Frank Lake, READ MORE from California Native Plant Society, “Sacred Pollinators: An Interview with Frank K. Lake.”

Landscape rehabilitation and fire resiliency require much more Indigenous leadership and guidance. It’s a short time frame that we’ve taken the [cultural burning] part of the equation out. The main driver that has helped to shape these ecosystems has been removed because of that colonial impact.

Don Hankins, READ MORE from PRI’s The World, “California and Australia look to Indigenous land management for fire help.”

These places are a lot happier when we’re here…The trees are healthy when we’re tending to them, taking really good care of them.

Vikki Preston, READ MORE from Mother Jones, “California’s Wildfire Policy Totally Backfired. Native Communities Know How to Fix It.”
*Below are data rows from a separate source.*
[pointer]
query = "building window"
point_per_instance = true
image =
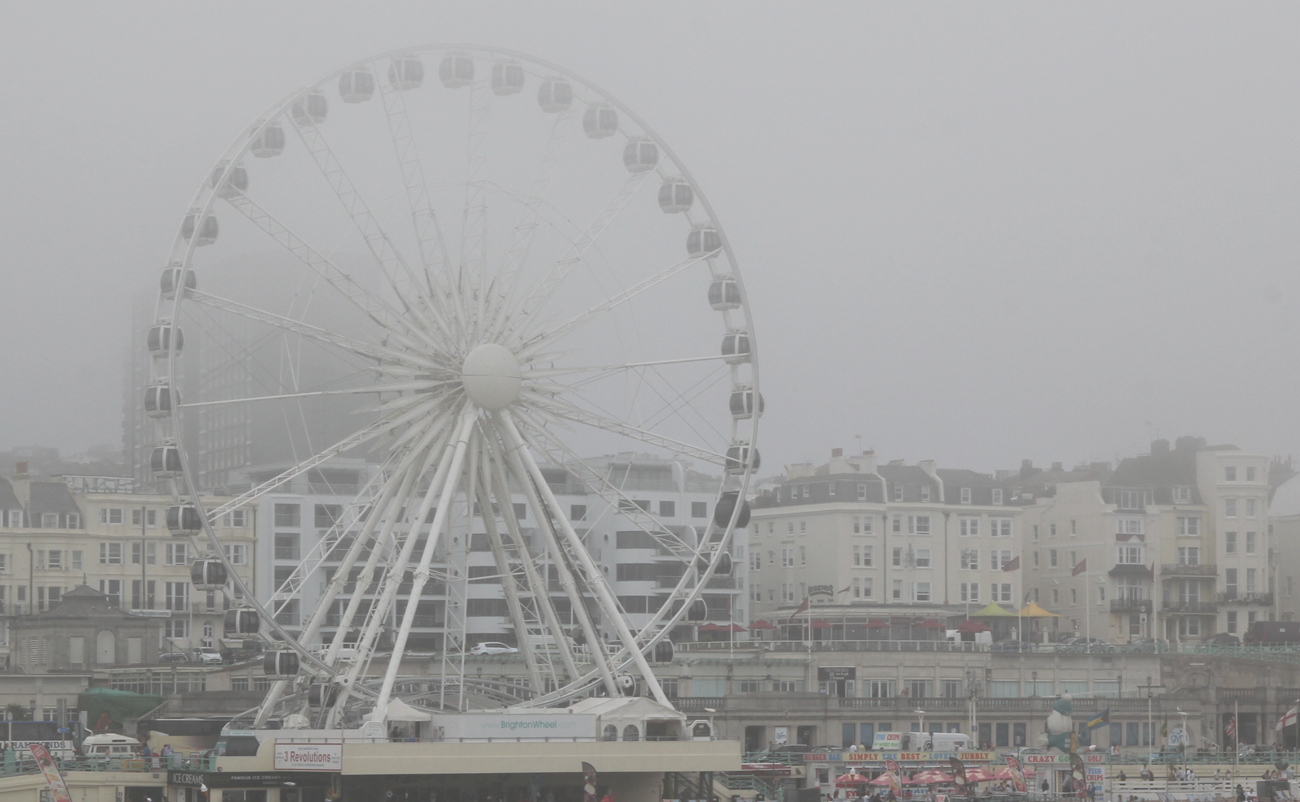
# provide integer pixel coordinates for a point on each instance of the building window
(109, 554)
(286, 546)
(287, 515)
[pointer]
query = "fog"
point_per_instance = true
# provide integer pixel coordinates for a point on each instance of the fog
(969, 233)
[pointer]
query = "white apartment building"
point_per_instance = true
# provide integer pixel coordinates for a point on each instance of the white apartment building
(857, 537)
(640, 571)
(57, 534)
(1171, 545)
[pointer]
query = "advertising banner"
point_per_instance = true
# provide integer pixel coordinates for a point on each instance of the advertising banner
(308, 757)
(1013, 764)
(55, 780)
(895, 775)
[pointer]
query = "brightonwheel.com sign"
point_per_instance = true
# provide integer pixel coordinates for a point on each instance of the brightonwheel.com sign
(310, 757)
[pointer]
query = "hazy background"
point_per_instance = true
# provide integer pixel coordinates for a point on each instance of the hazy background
(970, 232)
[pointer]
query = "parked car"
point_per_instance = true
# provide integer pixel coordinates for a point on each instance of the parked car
(1147, 645)
(1082, 644)
(1013, 645)
(207, 655)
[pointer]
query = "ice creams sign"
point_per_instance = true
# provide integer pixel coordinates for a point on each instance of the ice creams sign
(310, 757)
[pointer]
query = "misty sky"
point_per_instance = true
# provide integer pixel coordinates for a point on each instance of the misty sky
(974, 233)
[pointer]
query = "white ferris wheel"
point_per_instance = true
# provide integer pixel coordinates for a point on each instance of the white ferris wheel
(471, 269)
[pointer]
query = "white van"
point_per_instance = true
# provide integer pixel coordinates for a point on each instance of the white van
(111, 745)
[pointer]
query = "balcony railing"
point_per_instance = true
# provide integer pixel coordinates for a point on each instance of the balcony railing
(1246, 598)
(1130, 605)
(1190, 607)
(1181, 569)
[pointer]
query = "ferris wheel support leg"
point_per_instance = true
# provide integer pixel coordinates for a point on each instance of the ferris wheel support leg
(507, 576)
(378, 608)
(537, 582)
(596, 580)
(450, 481)
(546, 516)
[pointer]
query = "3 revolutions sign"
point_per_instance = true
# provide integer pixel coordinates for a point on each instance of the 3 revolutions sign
(308, 757)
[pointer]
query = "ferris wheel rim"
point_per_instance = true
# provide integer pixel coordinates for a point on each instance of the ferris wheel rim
(202, 208)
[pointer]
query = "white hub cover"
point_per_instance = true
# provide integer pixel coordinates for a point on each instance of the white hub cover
(492, 376)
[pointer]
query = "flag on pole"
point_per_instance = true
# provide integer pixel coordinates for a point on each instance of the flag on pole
(802, 607)
(1287, 719)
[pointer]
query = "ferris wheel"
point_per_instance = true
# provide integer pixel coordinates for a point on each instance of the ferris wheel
(472, 271)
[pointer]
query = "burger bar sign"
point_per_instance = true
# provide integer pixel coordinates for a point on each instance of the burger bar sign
(308, 757)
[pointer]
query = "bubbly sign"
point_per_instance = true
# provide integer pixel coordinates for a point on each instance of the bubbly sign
(310, 757)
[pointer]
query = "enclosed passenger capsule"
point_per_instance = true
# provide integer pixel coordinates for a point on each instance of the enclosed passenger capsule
(280, 663)
(160, 401)
(183, 520)
(311, 108)
(555, 95)
(703, 239)
(165, 462)
(456, 70)
(742, 403)
(507, 77)
(241, 623)
(356, 86)
(235, 182)
(601, 120)
(676, 195)
(160, 339)
(724, 294)
(406, 73)
(741, 455)
(269, 142)
(736, 347)
(172, 277)
(207, 232)
(208, 575)
(724, 508)
(640, 155)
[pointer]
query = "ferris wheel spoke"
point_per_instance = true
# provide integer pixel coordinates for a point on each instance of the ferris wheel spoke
(580, 320)
(372, 306)
(540, 294)
(386, 255)
(521, 237)
(377, 354)
(544, 441)
(537, 582)
(573, 413)
(428, 232)
(596, 580)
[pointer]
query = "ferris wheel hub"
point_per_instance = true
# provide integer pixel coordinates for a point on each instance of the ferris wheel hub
(492, 376)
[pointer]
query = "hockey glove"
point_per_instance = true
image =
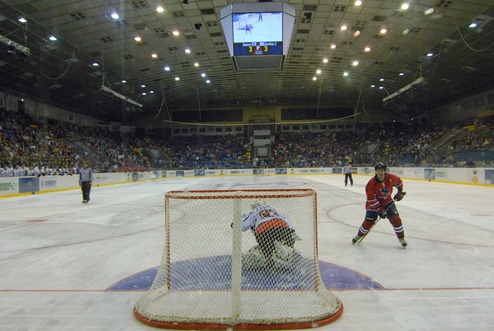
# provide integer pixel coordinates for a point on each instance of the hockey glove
(398, 196)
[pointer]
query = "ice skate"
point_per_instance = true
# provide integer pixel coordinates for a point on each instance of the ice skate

If you have a brand-new house and nobody lives in it and nobody cares for it, in a matter of a couple of years it will begin to fall apart…It needs to have somebody living in it. And this land has to have somebody living in it.

Ron Goode, READ MORE from Dwell, “To Combat Raging Wildfires, California Turns to Native American Knowledge.”

In closing, consider this question posed by Deniss Martinez

For Indigenous communities there is no hand wringing about what to do in the face of climate change; there is action, love, and hope. Native nations know their responsibilities to place. Do you?